Technological biodiversity to jump the walled gardens of the Internet

comunalidad digital
5 septiembre, 2017
sursiendo
[this post was translated by The Common Understanding Project… thanks!]
[leer en español aquí]

The dream of the Internet was to be free. Isn’t that everyone’s dream? Without going into detail about what it means to each of us, being free (feeling free) is one of life’s great purposes.

It turns out we take a handful of cables, antennas, modems, servers, protocols, etc., and we personify them. We make them dream of being “free.” But, to many of us, the Internet isn’t just a tool or infrastructure, but an immaterial thing that builds social relationships. Yes, we know the dangers of the Internet. Every day, we try to keep our privacy and intimacy safe in a medium currently ruled by market laws and government control that are far removed from the dreams of those who, more than forty years ago, saw it as a space in which shared knowledge had no limits.

The great confluence of prior “inventions” that ended up becoming the network of networks has also been marked by military, academic, and economic “development”. Each of those groups has diverse, and sometimes antagonistic, interests, but are “forced” to coexist on the Internet one way or another.

Among all these, the ones that interest us are the groups (which are also diverse but more “amorphous”) that, every day, keep building an environment on the Internet that values people and collective processes, privacy and anonymity, the circulation of knowledge, and mutual learning.

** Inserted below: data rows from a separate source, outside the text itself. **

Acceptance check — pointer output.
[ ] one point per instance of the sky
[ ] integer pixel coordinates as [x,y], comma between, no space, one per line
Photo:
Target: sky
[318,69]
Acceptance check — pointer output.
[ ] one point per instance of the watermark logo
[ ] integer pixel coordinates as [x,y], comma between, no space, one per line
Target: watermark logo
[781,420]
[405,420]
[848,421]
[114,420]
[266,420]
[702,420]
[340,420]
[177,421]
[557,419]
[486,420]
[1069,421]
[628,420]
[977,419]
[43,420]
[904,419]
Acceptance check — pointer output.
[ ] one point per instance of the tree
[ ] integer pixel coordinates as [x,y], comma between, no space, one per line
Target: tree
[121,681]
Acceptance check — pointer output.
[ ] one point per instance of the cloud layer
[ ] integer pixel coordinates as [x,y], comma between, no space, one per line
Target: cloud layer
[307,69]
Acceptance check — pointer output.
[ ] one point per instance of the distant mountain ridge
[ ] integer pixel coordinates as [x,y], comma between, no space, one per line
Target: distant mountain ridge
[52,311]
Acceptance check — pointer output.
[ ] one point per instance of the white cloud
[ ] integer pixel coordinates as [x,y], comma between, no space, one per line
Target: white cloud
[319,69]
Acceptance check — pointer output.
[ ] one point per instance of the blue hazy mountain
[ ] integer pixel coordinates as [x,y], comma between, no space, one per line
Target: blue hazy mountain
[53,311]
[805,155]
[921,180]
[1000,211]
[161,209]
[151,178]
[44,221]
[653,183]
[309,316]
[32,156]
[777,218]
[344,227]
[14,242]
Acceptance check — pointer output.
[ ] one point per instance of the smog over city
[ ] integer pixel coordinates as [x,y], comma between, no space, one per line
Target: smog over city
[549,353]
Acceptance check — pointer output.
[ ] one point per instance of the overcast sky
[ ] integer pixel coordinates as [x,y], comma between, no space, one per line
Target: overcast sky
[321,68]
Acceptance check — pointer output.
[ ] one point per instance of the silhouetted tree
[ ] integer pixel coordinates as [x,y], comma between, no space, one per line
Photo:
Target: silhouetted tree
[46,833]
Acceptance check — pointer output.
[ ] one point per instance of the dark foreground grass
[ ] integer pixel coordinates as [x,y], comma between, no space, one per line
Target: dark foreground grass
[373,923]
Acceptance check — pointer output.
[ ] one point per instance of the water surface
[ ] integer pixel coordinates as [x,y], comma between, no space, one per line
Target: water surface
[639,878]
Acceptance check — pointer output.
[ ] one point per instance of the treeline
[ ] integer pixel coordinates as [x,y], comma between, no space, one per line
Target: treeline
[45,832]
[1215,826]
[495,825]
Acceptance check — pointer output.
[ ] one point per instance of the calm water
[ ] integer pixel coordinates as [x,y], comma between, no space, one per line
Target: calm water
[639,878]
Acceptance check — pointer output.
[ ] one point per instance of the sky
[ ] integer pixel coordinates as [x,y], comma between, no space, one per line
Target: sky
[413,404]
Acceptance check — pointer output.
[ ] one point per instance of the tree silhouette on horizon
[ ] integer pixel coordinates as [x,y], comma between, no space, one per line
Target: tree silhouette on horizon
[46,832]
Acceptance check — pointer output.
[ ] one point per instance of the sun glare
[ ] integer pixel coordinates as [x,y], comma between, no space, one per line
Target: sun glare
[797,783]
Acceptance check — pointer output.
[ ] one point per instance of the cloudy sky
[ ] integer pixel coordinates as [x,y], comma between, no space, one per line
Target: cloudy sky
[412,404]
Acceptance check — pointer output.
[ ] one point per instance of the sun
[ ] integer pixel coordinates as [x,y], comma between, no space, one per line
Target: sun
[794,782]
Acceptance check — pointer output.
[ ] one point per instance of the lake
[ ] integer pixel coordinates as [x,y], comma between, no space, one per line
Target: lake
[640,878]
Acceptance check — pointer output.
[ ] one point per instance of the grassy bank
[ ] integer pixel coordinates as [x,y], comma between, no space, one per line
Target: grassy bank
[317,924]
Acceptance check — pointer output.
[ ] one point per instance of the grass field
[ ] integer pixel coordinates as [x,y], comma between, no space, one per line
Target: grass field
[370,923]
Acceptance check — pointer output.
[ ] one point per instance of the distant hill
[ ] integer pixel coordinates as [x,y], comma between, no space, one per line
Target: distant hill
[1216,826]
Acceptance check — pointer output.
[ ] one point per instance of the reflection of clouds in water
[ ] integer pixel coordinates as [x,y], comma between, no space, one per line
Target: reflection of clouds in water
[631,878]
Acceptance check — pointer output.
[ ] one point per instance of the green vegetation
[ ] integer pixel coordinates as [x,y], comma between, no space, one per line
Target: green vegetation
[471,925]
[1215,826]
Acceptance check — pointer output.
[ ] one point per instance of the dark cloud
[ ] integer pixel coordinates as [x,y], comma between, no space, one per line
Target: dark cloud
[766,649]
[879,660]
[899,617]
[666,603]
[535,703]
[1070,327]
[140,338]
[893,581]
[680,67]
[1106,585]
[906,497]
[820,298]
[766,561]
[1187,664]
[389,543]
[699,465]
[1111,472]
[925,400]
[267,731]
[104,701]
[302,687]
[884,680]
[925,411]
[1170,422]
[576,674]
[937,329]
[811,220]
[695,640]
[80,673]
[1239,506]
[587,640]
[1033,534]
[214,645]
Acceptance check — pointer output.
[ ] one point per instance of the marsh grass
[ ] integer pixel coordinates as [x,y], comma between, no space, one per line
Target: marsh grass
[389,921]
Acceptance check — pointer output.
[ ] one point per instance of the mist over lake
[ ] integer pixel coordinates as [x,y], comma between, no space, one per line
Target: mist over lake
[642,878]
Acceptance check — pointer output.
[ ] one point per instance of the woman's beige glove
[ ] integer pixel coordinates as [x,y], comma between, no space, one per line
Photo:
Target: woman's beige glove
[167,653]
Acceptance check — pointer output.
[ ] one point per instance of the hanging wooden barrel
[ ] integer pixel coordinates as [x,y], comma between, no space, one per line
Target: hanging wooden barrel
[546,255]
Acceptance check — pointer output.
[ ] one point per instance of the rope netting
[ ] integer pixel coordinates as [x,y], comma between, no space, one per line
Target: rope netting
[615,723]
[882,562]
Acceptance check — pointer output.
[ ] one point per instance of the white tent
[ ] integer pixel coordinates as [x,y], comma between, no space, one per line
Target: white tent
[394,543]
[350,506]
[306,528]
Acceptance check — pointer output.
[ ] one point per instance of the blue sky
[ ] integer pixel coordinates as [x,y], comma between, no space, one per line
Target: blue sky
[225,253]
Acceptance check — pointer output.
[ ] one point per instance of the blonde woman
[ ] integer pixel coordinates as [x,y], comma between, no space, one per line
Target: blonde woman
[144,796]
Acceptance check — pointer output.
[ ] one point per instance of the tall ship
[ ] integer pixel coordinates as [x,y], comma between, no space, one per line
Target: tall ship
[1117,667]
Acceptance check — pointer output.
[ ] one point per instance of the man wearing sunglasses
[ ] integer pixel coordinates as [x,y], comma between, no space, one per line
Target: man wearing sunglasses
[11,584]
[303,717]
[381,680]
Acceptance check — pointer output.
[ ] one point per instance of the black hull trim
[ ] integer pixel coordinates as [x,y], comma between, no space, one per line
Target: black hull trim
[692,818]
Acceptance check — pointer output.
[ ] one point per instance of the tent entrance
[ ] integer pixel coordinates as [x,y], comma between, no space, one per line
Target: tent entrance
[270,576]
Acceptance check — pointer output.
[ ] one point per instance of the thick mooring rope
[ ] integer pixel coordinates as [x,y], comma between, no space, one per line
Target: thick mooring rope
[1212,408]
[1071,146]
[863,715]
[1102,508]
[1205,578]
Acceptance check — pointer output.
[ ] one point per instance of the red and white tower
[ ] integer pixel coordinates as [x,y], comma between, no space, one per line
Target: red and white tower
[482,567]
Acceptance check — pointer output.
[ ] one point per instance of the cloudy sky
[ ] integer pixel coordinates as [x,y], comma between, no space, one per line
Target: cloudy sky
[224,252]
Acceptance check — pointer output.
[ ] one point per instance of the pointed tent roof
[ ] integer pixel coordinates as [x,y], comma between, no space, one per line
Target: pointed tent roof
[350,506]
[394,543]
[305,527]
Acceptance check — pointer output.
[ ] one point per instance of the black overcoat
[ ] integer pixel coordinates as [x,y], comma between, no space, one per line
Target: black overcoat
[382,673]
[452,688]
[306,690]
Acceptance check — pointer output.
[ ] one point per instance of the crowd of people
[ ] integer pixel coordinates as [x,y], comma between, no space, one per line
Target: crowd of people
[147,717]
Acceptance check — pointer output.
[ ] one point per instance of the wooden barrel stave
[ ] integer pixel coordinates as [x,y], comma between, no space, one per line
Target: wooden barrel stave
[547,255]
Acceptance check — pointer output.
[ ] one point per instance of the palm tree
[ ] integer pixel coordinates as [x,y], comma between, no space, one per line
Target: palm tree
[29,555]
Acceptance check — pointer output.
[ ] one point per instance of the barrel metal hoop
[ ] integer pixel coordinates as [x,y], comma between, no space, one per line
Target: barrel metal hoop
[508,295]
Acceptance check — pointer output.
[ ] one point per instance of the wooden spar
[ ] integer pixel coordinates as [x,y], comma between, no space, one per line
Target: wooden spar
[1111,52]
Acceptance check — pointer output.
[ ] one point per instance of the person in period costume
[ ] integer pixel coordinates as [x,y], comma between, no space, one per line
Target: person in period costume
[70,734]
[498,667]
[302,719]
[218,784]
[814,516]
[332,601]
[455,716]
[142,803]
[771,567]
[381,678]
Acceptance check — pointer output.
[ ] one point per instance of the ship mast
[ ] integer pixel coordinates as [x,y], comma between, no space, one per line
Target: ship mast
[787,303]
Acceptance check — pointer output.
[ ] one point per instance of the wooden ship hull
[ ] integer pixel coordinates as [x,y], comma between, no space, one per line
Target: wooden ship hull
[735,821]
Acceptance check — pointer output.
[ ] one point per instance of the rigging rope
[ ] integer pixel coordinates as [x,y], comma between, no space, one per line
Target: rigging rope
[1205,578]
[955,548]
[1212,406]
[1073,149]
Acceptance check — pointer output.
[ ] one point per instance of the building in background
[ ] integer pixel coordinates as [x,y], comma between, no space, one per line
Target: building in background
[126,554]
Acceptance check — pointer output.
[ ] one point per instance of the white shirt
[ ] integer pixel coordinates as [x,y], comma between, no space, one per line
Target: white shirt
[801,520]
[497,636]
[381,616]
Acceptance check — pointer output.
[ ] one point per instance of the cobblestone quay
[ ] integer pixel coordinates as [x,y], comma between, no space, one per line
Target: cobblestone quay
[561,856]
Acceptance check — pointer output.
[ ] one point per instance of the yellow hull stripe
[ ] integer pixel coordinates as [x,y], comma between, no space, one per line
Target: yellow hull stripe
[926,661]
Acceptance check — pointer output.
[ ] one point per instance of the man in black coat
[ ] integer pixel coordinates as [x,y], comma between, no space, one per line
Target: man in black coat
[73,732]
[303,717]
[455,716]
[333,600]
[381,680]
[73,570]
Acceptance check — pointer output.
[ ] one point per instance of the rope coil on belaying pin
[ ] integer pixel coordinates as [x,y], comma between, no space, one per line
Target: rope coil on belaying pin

Are there still such groups in a technological world marked by “innovation,” startups, lobbyists and the buying and selling of data?

Yes. We are still capable of being indignant about technological authoritarianism and building and feeding free and federated networks. There are still those of us who believe in forums, chat channels, and mailing lists where we can discuss and learn. There are still those who think about free infrastructure, and about cooperative and autonomous technologies. There are still those who work for appropriation and technological rewriting.

This universe of options that still exists, and that are more necessary each day, is what we call technological biodiversity.

Yes, the Internet is today coopted by private infrastructure we can’t do without (let’s be optimistic and think: just for now!) But even as we continue to use those cables and fibers, we can go beyond the private platforms that “everyone” is on (!) and find each other to build other digital (and analog) spaces where we can feel more free, to inhabit them.

“..we’re experiencing a progressive centralization of the Internet, and it’s more and more pressing. This centralization means that even with the incredible variety of debate spaces, plazas, and agoras that exist in cyberspace, we stay in the walled gardens where one of the worst illusions is created: the illusion of community” [we read around 2015 on a friendly blog].

The Internet built on technological biodiversity is “bio” because it also recalls that the materials and “iron” used to interconnect us come from nature, which we’re a part of, and which, as society, we’re devastating in the interest of consumption, planned obsolescence and perceived obsolescence.

And then, disobeying the orders of every ad that puts the most “advanced” device in front of us, this other technology–popular, underground, autonomous, or whatever it’s called–invites us to question that “advance,” to take back our devices… invites us to touch, disassemble, play with it, and learn what it’s about… It invites us to think beyond simple equipment and to construct ourselves together so those tools can enhance social relationships, and relationships with our natural surroundings that allow us to not abuse them, and to stay “connected.”

Yes, we’re among those who use cell phones and computers. And we’re also among those who who reuse, repair, and add to ways of critically questioning this equipment. In spite of all the daily news that invites us to believe otherwise, we’re also among those who think that digital tools help to create social relationships.

To be sure, to do this, we need to go through the construction and use of tools that accompany our liberating (and tecnofeminist!) social processes. So, it makes a difference which digital tool or server we use for our communications with others.

This crazy modern life is more and more complex. There’s little time for what’s important, because we can hardly take care of what’s urgent. These proposals for technological biodiversity are already urgent and we’re only a few digital steps from walking towards those that already exist, find each other, and smiling on each other there.